Jakarta – The House of Representatives should stop drafting the state secrecy bill because it will limit public access to important information and legitimize abuses of power, a coalition of human rights groups says.
The groups, including the Indonesian Legal Aid Foundation (YLBHI), human rights watch group Imparsial and the Vision for the Nation's Children Foundation, lodged their protest against the draft legislation Wednesday.
If the bill was passed it would protect authorities that were abusing their power, YLBHI's Munarman said. "There are many articles in the bill that are not clear and could be interpreted in many ways," Munarman said.
The central problem was that Article 5 of the bill did not provide a clear definition of what state secrets were, he said.

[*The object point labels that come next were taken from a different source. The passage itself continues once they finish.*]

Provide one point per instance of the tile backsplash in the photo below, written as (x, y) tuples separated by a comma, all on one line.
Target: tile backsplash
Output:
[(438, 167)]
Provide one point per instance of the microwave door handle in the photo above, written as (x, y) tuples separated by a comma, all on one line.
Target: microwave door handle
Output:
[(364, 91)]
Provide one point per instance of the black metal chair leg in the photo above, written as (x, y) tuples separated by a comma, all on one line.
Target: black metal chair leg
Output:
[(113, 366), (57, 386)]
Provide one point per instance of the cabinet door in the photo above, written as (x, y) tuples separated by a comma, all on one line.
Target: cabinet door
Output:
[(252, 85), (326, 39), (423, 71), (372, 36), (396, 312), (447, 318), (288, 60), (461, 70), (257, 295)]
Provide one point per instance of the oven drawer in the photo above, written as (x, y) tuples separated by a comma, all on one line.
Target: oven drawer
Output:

"It says state secrets include defense and security matters, international relations, law enforcement, affairs of national economic importance, state coding systems, state intelligence systems and vital national assets.

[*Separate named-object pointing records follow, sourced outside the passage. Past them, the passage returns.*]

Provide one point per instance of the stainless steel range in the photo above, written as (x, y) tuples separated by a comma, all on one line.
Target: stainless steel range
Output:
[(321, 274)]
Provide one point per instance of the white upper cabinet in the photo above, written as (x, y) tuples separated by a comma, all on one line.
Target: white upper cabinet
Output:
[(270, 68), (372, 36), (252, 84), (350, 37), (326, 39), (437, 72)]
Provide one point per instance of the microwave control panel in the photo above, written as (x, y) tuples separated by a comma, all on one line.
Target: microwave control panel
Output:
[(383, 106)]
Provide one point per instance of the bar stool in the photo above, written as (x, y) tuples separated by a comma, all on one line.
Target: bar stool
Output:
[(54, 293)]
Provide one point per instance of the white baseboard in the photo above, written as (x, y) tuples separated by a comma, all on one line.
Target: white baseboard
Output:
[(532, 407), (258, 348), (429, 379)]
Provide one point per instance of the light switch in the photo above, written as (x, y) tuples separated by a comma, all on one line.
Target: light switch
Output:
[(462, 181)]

"In this context, almost anything could be a state secret without clearer wording." Neither did the law specify one single institution authorized to determine state secrets or the procedures for this purpose.

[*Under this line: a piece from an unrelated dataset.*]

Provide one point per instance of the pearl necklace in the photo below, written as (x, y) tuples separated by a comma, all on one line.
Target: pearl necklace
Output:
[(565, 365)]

"It would mean that every institution had the authority to determine state secrets without any clear standards." Munarman said the bill could also be used to protect graft suspects and human rights abusers.
"Since there is no standard (to define a secret), perpetrators could say the evidence or information that could put them in prison is a state secret." He said the country's legal system was based on principles of transparency. "Judges, when they begin trials, always say the trial is open to the public. Evidence and information presented in trials must be accessible by everybody," he said.
Munarman said while the country did need a law to protect state secrets, "we already have articles on this matter in the bill on freedom of information." Al Araf of Imparsial said the law could be used against witnesses testifying in important cases. "Witnesses would be afraid to tell the truth because they could be held culpable for leaking state secrets," he said.
He said that under Article 28 of the bill, the state secrets board – the body which determines government policy on classified information – was given the authority to block legal investigations.
"This is bad for our legal system because the board could protect public officials who are on trial," Al Araf said. He said there was no place for this bill in an era of increasing democracy and transparency.
Responding to the criticism of the bill, Defense Minister Juwono Sudarsono said the debate was natural in a democracy. In developed countries like the United States and Britain there were frequent disputes about what information should be kept state secrets and what should be revealed in the public interest, he said.